There was, she said, "no alternative" to the agreement, which US President Donald Trump vowed earlier this month to abandon, and she said the EU would stick by it if Iran met its commitments.

Despite the EU's official position, some of Europe's biggest firms who rushed to do business with Iran after the nuclear deal now find themselves forced to choose between investing there or trading with the US.

What did Pompeo announce?
US sanctions lifted after the 2015 deal would be re-imposed, he said, and those and new measures would together constitute "unprecedented financial pressure on the Iranian regime".

He set out conditions for any new deal with Iran, including the withdrawal of its forces from Syria and an end to its support for rebels in Yemen.

The older US sanctions prohibited almost all trade with Iran.

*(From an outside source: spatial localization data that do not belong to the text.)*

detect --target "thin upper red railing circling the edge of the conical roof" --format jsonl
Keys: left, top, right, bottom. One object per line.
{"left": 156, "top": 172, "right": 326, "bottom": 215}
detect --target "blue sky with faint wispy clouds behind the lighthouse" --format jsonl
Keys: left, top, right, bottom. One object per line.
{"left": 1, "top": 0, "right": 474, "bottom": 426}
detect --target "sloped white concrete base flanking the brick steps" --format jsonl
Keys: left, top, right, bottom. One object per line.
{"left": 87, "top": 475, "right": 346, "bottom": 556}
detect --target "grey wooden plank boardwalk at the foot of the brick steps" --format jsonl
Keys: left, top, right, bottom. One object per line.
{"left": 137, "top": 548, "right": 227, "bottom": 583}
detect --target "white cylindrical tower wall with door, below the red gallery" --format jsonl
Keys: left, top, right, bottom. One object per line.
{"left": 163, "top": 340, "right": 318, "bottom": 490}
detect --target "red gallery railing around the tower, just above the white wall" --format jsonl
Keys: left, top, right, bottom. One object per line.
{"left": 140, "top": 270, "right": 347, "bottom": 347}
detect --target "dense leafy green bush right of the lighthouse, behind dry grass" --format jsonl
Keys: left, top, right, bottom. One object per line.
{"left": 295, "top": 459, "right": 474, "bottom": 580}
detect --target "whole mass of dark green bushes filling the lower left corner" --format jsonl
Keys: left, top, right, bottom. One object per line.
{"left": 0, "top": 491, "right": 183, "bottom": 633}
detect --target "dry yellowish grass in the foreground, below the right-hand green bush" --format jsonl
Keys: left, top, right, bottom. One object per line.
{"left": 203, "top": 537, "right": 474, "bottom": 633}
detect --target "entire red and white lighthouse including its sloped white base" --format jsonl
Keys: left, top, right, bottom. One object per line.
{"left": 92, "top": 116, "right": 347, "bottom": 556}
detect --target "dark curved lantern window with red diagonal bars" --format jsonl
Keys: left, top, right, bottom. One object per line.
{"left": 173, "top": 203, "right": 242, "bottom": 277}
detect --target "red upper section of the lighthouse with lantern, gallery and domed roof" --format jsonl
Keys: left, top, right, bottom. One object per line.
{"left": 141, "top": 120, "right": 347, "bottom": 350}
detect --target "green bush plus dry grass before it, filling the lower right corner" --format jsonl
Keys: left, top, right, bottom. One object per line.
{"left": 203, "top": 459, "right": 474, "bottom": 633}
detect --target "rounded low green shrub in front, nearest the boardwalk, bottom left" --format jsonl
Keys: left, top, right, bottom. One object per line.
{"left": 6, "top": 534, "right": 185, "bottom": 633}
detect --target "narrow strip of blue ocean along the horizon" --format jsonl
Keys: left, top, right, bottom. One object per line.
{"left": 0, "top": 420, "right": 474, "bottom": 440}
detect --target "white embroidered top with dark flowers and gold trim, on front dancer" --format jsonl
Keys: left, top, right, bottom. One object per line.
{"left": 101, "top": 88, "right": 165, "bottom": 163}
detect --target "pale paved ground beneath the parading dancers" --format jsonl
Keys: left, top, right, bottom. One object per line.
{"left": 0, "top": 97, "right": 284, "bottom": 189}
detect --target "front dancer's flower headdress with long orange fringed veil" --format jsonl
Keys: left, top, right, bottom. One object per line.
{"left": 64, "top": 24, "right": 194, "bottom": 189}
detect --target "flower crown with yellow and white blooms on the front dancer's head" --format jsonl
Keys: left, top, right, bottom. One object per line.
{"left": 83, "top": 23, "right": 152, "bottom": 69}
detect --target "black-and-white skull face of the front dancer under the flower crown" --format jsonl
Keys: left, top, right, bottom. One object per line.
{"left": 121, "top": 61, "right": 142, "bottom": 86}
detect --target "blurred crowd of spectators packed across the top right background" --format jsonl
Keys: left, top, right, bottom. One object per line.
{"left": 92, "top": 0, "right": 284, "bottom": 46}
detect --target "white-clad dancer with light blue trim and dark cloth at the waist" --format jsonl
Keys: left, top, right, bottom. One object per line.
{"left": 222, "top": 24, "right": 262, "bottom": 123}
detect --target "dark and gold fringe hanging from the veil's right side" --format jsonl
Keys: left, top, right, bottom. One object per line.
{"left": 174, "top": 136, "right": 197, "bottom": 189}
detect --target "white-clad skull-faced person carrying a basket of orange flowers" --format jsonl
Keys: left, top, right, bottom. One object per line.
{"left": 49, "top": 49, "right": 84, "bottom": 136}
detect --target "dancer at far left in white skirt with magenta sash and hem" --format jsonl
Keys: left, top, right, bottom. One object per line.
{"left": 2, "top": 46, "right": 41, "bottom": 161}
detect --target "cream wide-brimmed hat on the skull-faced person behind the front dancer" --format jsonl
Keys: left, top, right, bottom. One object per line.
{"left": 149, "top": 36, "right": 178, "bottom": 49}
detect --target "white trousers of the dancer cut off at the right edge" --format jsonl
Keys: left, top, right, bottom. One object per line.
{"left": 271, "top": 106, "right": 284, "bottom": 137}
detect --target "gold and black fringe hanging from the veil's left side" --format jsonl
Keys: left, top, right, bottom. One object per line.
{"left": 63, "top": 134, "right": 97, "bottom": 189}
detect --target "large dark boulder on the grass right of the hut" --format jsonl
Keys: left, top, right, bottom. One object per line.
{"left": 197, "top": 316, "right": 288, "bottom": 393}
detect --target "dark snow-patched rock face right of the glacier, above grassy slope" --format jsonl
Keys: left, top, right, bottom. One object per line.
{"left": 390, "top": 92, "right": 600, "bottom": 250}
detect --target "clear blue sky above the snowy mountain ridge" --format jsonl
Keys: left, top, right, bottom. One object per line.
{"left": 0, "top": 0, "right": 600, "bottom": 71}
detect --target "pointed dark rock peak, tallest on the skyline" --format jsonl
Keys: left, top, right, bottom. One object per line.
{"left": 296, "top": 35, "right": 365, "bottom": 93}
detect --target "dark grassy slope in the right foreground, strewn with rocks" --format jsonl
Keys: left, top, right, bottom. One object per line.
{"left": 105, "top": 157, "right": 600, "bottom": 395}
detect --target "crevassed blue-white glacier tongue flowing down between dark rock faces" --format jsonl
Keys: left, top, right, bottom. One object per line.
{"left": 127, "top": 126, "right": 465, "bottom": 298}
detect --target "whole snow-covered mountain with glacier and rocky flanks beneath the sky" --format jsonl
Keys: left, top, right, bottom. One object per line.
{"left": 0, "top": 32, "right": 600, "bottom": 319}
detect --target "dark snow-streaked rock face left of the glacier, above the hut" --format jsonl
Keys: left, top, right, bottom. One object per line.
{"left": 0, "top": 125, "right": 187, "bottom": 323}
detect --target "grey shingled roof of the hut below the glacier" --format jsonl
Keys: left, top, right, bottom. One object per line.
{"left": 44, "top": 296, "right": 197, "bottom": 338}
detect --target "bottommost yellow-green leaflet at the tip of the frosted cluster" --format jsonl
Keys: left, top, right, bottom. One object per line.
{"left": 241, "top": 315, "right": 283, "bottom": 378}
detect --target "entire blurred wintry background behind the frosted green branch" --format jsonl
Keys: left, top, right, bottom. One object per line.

Mr Pompeo did not say what new measures Washington was contemplating but described sanctions imposed last week on the head of Iran's central bank as "just the beginning".

Iran is one of the world's largest oil producers, and the export of oil and gas is worth billions of dollars each year.

Both the country's oil output and its GDP fell noticeably under international sanctions.

The sanctions will not be re-imposed on Tehran immediately but are subject to three-month and six-month wind-down periods.

How else did Iran respond?
Mr Zarif said America was "regressing to old habits" but his country was working with other partners to the nuclear deal in order to find a solution.

Iranian President Hassan Rouhani launched a personal attack on Mike Pompeo, questioning his credibility as a former CIA chief to make decisions for Iran and the world.

Why is Iran seen as a regional threat?
It has spread its influence across parts of the Middle East where there are large communities of fellow Shia Muslims, from Iraq to Lebanon.

Its support for Lebanon's Hezbollah movement is particularly alarming for Israel while Saudi Arabia, another bitter enemy, accuses the Iranians of equipping rebels in Yemen.

In the Syrian civil war, it is one of President Bashar al-Assad's few outside allies, sending thousands of fighters and military advisers.

Is the US on its own?
Israel praised the Trump administration's decision to pull out of the pact but the move was roundly criticised by fellow signatories, including France, Germany, the UK and Russia.

All of the above signatories pledged to honour their commitments under the deal.

Mr Pompeo has made clear he expects the backing of his allies in Europe but also called for support from "Australia, Bahrain, Egypt, India, Japan, Jordan, Kuwait, Oman, Qatar, Saudi Arabia, South Korea [and] the UAE".

What was agreed under the 2015 deal?
The Joint Comprehensive Plan of Action (JCPOA) saw Iran agree to limit the size of its stockpile of enriched uranium - which is used to make reactor fuel but also nuclear weapons - for 15 years and the number of centrifuges installed to enrich uranium for 10 years.

Iran also agreed to modify a heavy water facility so it could not produce plutonium suitable for a bomb.

In return, sanctions imposed by the UN, US and EU that had crippled Iran's economy were lifted.

The deal was agreed between Iran and the five permanent members of the UN Security Council - the US, UK, France, China and Russia - plus Germany.

Iran insists its nuclear programme is entirely peaceful, and its compliance with the deal has been verified by the IAEA.